Menurut Konferensi Episkopal Nigeria pada bulan September, selama 17 tahun, dari 2006 hingga 2023, lebih dari 50 imam diculik, dan 17 di antaranya tewas.
Korea Utara: Larangan Kekristenan di Bawah Kekuasaan Kim Jong Un
Di bawah pemerintahan diktator Kim Jong Un, kekristenan dilarang di Korea Utara, dan umat Katolik harus menjalani dan menghayati iman mereka secara sembunyi-sembunyi.
Pada Mei 2023, pasangan suami istri dan anak berusia 2 tahun, mereka dijatuhi hukuman penjara seumur hidup setelah sebuah Alkitab ditemukan di rumah keluarga tersebut. ICC melaporkan bahwa umat Kristen secara teratur dipenjara, disiksa di kamp-kamp penahanan, dan dieksekusi.

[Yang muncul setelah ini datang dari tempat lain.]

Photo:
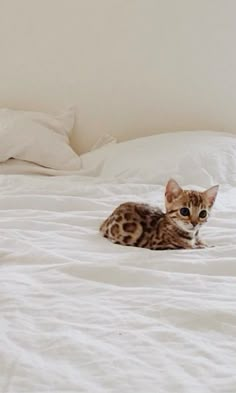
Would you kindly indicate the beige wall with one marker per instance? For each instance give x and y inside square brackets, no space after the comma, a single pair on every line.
[133,67]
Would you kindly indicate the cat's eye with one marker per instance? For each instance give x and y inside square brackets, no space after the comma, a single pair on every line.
[184,211]
[203,214]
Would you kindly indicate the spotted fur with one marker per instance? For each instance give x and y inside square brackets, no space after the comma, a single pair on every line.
[141,225]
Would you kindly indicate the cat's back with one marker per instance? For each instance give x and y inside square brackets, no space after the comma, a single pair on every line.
[130,221]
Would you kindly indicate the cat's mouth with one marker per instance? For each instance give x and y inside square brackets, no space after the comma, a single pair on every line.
[189,227]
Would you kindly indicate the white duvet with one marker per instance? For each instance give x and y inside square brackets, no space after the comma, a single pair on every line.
[79,314]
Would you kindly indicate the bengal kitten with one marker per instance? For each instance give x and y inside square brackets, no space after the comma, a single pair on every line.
[141,225]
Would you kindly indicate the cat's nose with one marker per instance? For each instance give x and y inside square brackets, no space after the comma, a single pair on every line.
[194,223]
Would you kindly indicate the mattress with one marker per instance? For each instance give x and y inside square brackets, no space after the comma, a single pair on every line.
[80,314]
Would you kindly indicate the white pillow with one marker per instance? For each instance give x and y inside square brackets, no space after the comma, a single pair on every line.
[196,157]
[38,137]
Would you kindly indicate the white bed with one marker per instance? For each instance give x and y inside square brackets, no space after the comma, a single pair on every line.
[79,314]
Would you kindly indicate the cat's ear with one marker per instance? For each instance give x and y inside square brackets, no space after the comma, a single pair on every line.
[211,194]
[173,190]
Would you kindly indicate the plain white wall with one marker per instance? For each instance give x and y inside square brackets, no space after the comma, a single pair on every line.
[132,67]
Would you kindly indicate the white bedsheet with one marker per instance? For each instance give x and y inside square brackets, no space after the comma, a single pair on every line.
[79,314]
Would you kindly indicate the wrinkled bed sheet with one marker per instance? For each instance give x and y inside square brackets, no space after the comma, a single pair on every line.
[79,314]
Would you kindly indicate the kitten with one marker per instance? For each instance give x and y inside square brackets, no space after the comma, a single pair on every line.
[141,225]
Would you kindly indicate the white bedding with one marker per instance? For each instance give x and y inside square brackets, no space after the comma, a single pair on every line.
[79,314]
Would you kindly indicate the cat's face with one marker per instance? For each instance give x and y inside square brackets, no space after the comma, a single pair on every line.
[189,209]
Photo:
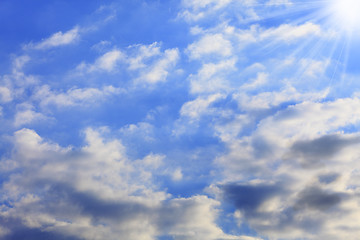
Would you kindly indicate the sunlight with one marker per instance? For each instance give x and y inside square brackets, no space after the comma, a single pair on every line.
[347,13]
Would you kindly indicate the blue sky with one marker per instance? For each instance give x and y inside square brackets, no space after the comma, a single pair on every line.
[179,120]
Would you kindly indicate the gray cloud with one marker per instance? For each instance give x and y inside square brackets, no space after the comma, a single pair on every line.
[313,153]
[317,199]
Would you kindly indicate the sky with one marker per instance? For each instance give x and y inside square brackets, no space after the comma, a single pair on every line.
[179,120]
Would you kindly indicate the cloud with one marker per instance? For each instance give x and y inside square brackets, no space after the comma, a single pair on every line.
[96,192]
[158,71]
[74,96]
[106,62]
[5,94]
[288,33]
[55,40]
[212,77]
[210,44]
[199,9]
[26,115]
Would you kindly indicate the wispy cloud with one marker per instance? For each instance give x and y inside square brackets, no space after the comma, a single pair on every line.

India: Peningkatan Kekerasan Anti-Kristen oleh Nasionalis Hindu
Komunitas Kristen di India, yang jumlahnya sekitar 26 juta, menjadi sasaran penganiayaan oleh nasionalis Hindu. Pada tahun 2023, terjadi serangan brutal di negara bagian Manipur yang mengakibatkan puluhan umat Kristen tewas.
Selain kekerasan fisik, mereka juga mungkin dipaksa untuk berpindah agama atau dihadapkan pada tuduhan palsu penistaan agama.
Iran: Represi terhadap Komunitas Kristen
Di Iran, komunitas kriaten berjumlah antara 500.000 hingga 800.000 orang, dan mereka menghadapi tekanan dari rezim otoriter. Meskipun secara teoritis praktik komunitas kristen tidak dilarang tetapi pada kenyataannya umat Katolik di negara ini sering kali ditindas.
Di Iran, Muslim menghadapi sanksi pidana jika mereka berpindah agama menjadi Katolik atau Kristen. Demikian juga, pernikahan campuran dilarang. Namun, laporan tersebut menyatakan bahwa Gereja di Iran berkembang pesat.
China: Pertumbuhan Iman Katolik di Bawah Represi
Di Tiongkok, rezim komunis ateis bersikap bermusuhan terhadap iman Kristen. Meskipun demikian, 70 juta hingga 100 juta umat Kristen menjalani iman mereka secara sembunyi-sembunyi.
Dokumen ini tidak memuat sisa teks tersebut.